Beyond online retailers launching pop-ups, traditional retailers also are changing focus. On Melrose Place, Nordstrom, which is known to occupy an average of 140K SF of retail space at malls, introduced Nordstrom Local, a 3K SF concept store. The store provides a more personalized and intimate shopping experience and a much smaller footprint.

Nike introduced its new Nike Live concept store down the block on Melrose Avenue. The store brings together digital elements for a personalized physical shopping experience for its consumers.

“People have so many choices now, you have to have a reason to get people inside the stores,” said Morgan, who was one of the brokers that represented the landlord in the Nike deal. “There are certain things you can’t buy online. You can’t buy an experience. You can’t go to Disneyland online.”

Other landlords find solutions in repositioning properties. Along Santa Monica’s Third Street Promenade, where more than 11 million visitors come each year, many of the retail storefronts that once lined the popular outdoor pedestrian mall have become creative offices or mixed-use properties.

Such repositioning can require new conversations about what is wanted out of a property.

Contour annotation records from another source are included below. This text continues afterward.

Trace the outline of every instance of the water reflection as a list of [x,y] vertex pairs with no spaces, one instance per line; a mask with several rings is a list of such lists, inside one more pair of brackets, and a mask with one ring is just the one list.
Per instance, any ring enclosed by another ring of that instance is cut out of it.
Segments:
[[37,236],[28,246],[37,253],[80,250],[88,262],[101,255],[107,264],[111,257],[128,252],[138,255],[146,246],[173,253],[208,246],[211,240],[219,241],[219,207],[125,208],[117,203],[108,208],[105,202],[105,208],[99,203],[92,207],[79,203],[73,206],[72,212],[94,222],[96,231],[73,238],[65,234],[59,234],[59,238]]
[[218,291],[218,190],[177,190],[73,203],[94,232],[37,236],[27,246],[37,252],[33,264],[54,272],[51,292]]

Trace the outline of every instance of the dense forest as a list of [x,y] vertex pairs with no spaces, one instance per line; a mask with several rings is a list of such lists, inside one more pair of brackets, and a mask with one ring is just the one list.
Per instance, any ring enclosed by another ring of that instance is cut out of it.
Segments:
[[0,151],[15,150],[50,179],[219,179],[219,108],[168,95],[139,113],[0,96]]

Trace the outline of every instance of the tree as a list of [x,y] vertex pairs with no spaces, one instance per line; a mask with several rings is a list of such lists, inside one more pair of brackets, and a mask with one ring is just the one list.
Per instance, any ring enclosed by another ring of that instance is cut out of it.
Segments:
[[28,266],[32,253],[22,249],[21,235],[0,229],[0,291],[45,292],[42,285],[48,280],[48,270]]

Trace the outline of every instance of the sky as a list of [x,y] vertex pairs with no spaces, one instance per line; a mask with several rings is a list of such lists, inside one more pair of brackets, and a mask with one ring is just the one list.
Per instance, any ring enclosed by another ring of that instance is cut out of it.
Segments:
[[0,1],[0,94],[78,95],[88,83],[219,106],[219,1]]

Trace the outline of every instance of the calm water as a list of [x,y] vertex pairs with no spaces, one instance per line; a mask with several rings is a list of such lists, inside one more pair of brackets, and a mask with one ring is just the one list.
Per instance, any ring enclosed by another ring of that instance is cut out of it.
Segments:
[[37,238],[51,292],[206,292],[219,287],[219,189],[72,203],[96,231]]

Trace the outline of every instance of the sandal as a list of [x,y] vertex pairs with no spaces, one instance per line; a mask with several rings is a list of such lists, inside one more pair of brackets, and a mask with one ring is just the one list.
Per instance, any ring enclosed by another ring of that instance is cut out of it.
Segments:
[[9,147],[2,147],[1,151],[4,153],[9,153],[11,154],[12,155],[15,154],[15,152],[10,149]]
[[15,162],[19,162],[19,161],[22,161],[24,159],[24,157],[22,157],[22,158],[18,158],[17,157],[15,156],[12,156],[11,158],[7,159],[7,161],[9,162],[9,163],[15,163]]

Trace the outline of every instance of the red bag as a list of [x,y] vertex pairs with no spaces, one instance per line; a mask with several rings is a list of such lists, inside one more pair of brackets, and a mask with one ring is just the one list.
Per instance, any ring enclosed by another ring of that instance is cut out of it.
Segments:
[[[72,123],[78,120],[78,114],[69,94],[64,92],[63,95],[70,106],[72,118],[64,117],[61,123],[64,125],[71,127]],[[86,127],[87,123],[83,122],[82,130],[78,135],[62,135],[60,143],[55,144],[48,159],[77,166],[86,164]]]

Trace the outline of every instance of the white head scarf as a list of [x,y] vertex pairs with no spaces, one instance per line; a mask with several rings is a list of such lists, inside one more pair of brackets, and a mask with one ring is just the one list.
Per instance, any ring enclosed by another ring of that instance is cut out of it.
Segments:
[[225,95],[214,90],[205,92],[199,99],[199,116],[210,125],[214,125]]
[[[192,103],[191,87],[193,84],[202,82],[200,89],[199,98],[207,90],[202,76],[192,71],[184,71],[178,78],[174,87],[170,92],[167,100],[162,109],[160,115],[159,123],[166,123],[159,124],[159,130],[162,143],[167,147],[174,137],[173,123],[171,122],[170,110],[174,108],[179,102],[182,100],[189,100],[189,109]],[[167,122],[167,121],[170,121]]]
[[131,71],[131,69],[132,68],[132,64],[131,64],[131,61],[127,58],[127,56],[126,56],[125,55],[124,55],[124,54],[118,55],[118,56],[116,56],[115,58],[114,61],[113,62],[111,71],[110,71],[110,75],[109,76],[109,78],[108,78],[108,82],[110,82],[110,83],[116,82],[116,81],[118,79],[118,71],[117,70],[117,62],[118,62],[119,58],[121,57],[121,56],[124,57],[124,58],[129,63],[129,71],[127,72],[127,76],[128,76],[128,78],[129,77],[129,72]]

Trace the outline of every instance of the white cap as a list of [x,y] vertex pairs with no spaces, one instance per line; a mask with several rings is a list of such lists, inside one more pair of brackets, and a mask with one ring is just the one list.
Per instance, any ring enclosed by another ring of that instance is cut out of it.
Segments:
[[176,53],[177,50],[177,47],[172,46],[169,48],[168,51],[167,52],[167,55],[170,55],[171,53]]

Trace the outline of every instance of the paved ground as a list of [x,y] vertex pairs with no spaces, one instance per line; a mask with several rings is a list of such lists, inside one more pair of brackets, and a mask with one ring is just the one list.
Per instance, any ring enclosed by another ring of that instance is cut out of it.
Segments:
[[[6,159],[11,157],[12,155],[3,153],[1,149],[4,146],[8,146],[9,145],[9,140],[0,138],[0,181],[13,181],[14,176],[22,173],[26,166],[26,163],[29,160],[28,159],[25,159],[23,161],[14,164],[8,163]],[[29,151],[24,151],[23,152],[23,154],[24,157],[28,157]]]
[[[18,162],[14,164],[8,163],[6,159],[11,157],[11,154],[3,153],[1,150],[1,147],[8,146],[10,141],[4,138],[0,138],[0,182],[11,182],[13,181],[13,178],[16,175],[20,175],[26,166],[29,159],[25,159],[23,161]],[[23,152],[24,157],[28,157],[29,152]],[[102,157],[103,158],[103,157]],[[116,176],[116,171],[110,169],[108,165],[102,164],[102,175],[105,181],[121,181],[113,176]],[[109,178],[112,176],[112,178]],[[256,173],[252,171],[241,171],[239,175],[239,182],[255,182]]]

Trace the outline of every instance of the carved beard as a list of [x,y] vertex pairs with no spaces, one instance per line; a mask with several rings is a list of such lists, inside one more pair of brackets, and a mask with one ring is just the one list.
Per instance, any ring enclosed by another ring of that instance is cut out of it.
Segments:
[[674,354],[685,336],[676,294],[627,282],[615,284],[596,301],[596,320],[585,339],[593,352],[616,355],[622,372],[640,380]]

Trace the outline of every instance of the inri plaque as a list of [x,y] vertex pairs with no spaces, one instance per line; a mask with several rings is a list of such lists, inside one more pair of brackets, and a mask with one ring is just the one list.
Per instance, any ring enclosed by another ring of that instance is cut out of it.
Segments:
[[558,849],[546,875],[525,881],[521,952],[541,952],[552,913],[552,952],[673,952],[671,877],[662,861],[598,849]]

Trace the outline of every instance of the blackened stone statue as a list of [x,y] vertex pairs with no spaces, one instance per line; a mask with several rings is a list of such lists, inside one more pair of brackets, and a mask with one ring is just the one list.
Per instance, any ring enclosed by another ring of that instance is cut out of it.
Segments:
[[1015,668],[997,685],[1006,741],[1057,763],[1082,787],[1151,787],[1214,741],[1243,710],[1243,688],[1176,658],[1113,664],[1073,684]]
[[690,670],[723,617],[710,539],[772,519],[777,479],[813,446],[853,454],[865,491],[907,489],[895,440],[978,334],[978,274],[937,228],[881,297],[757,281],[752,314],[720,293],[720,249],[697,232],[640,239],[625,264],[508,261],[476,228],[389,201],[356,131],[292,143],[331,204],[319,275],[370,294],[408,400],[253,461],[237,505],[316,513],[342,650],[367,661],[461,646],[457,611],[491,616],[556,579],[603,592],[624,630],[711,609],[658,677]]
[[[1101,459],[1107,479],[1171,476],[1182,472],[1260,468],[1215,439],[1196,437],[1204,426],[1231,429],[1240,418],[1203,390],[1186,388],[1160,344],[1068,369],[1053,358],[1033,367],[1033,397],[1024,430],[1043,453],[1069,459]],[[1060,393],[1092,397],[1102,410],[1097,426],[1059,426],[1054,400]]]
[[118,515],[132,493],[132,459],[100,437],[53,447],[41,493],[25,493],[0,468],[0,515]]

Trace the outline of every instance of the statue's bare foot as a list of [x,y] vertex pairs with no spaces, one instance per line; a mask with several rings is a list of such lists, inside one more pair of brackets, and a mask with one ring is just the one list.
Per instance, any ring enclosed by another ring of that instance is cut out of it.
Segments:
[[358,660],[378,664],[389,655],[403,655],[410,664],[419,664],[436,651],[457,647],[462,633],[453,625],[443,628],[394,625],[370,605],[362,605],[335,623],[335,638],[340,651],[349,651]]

Lee & Associates’ Bacani said cities need to partner with tenants. Recently, he was involved in a deal in which a local church was planning to occupy a vacant retail space in downtown Monrovia, California. City officials were hesitant at first because churches don’t generate sales tax.

Bacani said he suggested the church open a coffee shop and an independent bookstore. Those could generate sales tax while the church services could be held in the back of the property.  

Though the deal never materialized, Bacani said “the point is, we have to come up with creative concepts to fill these vacant storefronts that benefit the tenant and the city.”

While landlords grapple with the best path forward for solving the problem of empty storefronts, Talanian sees the current scenario as more a shifting period than the retail apocalypse touted in headlines. He has had positive feedback from tenants who ran pop-ups from his company’s buildings on Newbury Street and were interested in inking longer-term leases.

He has noticed more stores opening along the corridor in recent months that make him optimistic about the retail hub’s future and sees them as proof a vacancy fee isn’t needed to bring more tenants in.

“It’s always been cyclical upward, and it will continue. We’re just in a shift period,” he said. “It’s the natural cycle of retail, and a number of things can be at play. Is it tough zoning? Price point? It’s a lot of factors, and there’s not one silver bullet."

CORRECTION, AUG. 13, 1:52 P.M. PT: A previous version of this story misspelled the name of Cushman & Wakefield Vice Chairman Kazuko Morgan. The story has been updated.